A medical center used a simple idea to reduce the number of opioids it prescribes to patients: It provided surgeons with guidelines on how many pain pills to send home with patients after a specific surgery.
The surgical department at Dartmouth-Hitchcock Medical Center in New Hampshire created guidelines that suggested surgeons limit prescriptions of opioid painkillers to a specific number based on the type of surgery a patient underwent, according to a new study published by the Annals of Surgery.
The result: Surgeons reduced prescriptions for opioid painkillers by an average of 53% while still providing effective pain relief for patients, the study found. That action, if replicated in other hospitals, could help curb the country’s opioid epidemic since drugs are overprescribed and those not used by patients may get diverted to other people, which is a major contributor to rising deaths from overdoses, Richard J. Barth, Jr., M.D., chief of general surgery, said in a study announcement.
Researchers found there was a wide variation in the number of opioids prescribed to patients who undergo the same surgery. For instance, doctors prescribed anywhere between 10 and 100 pills for patients undergoing gall bladder surgery. Barth said even veteran surgeons had no idea how many opioids to send home with patients.

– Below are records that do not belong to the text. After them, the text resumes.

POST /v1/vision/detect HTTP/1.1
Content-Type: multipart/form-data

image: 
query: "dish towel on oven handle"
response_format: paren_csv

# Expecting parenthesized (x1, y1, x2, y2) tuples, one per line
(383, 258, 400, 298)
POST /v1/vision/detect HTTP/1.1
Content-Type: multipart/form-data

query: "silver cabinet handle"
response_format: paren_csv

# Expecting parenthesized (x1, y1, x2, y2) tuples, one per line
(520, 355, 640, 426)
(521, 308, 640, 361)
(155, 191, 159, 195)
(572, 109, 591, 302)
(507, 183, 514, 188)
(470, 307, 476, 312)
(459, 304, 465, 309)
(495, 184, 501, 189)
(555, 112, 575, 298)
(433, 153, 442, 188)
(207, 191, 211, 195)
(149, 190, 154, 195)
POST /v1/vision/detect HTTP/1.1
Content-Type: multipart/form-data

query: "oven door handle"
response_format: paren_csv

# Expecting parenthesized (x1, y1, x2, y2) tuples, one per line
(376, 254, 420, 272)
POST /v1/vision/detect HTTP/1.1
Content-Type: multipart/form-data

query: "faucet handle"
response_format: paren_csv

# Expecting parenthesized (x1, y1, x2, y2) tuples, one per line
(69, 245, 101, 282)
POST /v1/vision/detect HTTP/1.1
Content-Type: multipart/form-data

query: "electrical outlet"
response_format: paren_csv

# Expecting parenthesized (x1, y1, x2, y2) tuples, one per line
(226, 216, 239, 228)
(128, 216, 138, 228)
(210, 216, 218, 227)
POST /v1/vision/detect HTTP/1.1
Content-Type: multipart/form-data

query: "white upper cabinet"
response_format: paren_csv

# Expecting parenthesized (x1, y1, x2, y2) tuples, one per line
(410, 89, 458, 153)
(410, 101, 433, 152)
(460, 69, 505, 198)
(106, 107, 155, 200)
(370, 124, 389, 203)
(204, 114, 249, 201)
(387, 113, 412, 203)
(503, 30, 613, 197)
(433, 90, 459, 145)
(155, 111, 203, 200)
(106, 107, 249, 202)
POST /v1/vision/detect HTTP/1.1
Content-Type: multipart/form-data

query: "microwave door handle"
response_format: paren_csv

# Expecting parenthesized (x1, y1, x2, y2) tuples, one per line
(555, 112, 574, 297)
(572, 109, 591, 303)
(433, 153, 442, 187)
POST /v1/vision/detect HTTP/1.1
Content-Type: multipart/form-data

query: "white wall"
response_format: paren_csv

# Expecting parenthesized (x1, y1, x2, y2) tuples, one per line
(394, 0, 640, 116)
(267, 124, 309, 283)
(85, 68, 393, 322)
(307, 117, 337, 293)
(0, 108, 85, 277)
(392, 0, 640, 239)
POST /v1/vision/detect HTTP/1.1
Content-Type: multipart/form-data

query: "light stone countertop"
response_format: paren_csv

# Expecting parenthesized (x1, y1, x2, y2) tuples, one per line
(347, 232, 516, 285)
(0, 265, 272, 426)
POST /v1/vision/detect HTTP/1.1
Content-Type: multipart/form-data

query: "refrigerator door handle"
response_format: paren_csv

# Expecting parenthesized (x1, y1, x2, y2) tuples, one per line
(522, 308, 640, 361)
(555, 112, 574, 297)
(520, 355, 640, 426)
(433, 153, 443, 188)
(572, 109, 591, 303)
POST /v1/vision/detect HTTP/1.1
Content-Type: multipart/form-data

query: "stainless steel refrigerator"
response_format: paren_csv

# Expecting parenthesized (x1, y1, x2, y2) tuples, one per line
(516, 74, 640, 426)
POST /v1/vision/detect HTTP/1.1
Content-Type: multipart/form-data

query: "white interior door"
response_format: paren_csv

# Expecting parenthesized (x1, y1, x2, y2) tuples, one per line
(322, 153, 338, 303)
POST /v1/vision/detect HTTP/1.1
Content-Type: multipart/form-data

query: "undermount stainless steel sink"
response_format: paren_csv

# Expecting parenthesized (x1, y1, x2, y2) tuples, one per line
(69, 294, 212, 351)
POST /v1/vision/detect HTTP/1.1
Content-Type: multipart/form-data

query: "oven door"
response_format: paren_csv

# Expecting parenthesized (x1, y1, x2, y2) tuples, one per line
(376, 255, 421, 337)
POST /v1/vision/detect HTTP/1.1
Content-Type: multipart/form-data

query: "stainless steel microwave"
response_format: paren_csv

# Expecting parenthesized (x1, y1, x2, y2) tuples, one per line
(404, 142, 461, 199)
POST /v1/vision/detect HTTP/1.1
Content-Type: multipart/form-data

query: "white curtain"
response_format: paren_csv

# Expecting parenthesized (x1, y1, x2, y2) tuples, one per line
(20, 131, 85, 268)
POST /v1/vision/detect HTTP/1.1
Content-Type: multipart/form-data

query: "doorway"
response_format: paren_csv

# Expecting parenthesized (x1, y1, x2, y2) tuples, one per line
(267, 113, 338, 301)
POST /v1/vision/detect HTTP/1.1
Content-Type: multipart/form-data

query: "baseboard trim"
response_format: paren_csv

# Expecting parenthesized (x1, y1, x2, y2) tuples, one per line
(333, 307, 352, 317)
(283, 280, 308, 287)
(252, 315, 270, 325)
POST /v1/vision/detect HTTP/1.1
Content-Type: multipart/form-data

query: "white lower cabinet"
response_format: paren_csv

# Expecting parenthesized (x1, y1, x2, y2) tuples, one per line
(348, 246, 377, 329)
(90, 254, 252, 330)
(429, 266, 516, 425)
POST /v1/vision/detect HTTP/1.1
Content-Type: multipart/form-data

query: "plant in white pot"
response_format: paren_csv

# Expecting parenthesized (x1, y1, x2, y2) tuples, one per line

To come up with guidelines, researchers evaluated 642 patients who underwent five common outpatient procedures and tabulated their opioid prescriptions and refills. They then conducted a phone survey to determine the number of pills patients actually took and found that most did not use all of the pain medicine and less than 2% of patients obtained refills.
They identified the number of pills that would supply the needs of 80% of patients undergoing each surgery. Using those numbers, surgeons can treat postoperative pain and decrease the number of opioids prescribed, the study concluded. Doctors were also encouraged to recommend patients use non-opioid painkillers.
“Our ability to decrease opioid prescribing and use with an educational intervention at our institution implies that similar educational efforts at the state and national level will also be successful in markedly decreasing opioid prescribing by surgeons on a broader scale,” Barth wrote.
With drug overdoses continuing to rise as the leading cause of injury death in the U.S., the Centers for Medicare & Medicaid Services has made curbing the opioid epidemic a top priority. Research has also found that drug users often get their prescriptions from primary care providers.